Crimean wines might not be the most famous in the world or in that fact the most respected, but due to the fine Mediterranean climate around this part of the Black Sea peninsula it is easy to see that certain grape varieties would flourish. Crimea’s wine industry dates back to the early 19th century, when the first vineyards were planted by Prince Lev Golitsyn and the then governor of Crimea, Count Mikhail Vorontsov. The varieties first planted were Aligote, Pinot and Semillon. Although there are ancient records that mention wine in the Crimean area over two thousand years ago.
Czar Nicholas I
During the reign of Czar Nicholas, I, the Russian people thought Crimean wine was one of the finest available, it was treasured. But in recent times the struggle to keep up with the giant demand from Russia meant that Crimean wines were not held to the strict quality obligations of former times. In fact, the term gut rot was often levied at the wine from the Crimea. Today things have changed, and Crimea is once again making wine worthy of Czar Nicholas I. The bottles from the Crimea are finally making their way back to the cellars of the Kremlin.
Russia’s annexation of the Crimea four years ago has given a new optimism to the peninsula’s wine industry. There is a forward promotion of Crimean wines in Russian stores, and recently even the prime minister, Dmitry Medvedev related that the Russian government would support the Crimea in its winemaking endeavours. This is all part of a bigger plan for the peninsula’s economic overhaul.
Types of Wine
The main grape types that can be found in Crimea are, Muscat, Cabernet Sauvignon, Aligote, Isabella, Pinot gris, Pinot noir and Chardonnay. There are two particular wines that really stand head and shoulders above all others that Crimea produce, and they are Dessert and Sparkling wines. Sovetskoye Shampanskoye is Russia’s equivalent of Champagne and the production is increasing to cope with the demand.
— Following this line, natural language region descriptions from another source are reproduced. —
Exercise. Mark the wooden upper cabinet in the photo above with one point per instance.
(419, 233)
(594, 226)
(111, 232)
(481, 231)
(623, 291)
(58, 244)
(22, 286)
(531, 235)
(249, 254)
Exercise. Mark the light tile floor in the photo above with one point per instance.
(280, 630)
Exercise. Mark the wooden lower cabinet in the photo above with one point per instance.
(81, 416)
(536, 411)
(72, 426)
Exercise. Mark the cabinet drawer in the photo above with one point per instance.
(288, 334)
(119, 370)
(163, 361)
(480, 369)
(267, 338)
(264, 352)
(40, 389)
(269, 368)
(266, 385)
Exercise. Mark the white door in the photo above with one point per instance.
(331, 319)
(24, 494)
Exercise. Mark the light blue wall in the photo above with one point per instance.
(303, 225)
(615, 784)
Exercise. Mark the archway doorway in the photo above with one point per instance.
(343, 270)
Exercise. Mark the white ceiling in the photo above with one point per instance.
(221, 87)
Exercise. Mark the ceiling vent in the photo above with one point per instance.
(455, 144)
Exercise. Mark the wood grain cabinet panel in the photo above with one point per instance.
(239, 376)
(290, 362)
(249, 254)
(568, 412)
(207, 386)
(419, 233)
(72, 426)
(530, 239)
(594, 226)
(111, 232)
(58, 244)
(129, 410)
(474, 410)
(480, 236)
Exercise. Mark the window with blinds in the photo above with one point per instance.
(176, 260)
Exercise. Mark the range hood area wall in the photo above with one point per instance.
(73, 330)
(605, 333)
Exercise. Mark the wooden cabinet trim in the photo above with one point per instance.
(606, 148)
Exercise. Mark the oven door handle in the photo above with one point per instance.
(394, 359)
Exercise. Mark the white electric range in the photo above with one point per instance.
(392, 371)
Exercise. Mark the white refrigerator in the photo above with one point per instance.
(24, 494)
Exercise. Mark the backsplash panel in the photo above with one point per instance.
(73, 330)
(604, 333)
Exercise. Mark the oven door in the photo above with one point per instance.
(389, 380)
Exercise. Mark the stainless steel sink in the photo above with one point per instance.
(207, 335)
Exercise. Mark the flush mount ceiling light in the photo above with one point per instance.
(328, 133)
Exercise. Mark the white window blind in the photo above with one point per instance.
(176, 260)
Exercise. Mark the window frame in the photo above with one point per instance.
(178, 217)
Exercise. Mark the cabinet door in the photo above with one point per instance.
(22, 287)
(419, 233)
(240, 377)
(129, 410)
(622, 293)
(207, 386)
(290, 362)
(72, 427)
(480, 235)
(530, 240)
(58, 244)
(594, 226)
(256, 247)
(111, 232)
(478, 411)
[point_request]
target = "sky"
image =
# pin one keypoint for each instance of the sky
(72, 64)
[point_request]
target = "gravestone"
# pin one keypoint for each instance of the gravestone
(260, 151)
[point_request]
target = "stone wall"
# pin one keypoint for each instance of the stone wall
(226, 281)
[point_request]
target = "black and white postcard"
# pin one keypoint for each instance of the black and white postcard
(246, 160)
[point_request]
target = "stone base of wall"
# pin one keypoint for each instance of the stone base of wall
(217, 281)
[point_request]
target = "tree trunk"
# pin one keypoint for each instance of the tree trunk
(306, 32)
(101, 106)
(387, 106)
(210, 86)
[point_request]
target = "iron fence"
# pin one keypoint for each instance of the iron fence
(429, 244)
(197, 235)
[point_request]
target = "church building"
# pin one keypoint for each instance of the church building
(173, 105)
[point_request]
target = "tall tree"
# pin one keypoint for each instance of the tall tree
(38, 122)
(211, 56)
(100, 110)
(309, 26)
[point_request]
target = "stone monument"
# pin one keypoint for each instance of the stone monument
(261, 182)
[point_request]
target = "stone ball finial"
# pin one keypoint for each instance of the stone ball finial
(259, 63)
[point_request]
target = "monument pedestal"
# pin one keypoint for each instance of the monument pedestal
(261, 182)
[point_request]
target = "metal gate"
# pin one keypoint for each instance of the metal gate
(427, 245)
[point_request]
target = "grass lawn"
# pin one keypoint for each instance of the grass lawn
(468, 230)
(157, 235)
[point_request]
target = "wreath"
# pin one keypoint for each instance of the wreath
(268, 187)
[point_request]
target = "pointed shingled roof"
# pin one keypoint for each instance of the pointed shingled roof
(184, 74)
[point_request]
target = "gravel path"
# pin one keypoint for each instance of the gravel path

The Crimean sparkling wine is one of the most respected in Russia.
The Crimean Wine Industry
Although respected in the immediate vicinity, Crimea’s wines have never garnered acclaim from further afield. There have been several vineyards such as Novy Svet and Massandra that have been producing quality wines for over one hundred years, making fortified and dessert wines in the traditional French way. Gerard Depardieu, the famous actor, is a big fan of Crimean wines so much so that he now owns several vineyards in Simferopol, which as it happens sits on the same latitude as Bordeaux. The future for the Crimean wine industry indeed looks rosy, the biggest market is their close neighbour, Russia. And indeed, recent surveys say that the Russian drinking habits are changing, Vodka is now receiving serious competition and one challenger is wine. In the last twenty years the Russian wine consumption has doubled which actually makes it the fastest growing wine market in the world.
Crimea is on its doorstep, and the Crimean wine industry is ready to step into the breech and supply this new market with as much wine as it wants.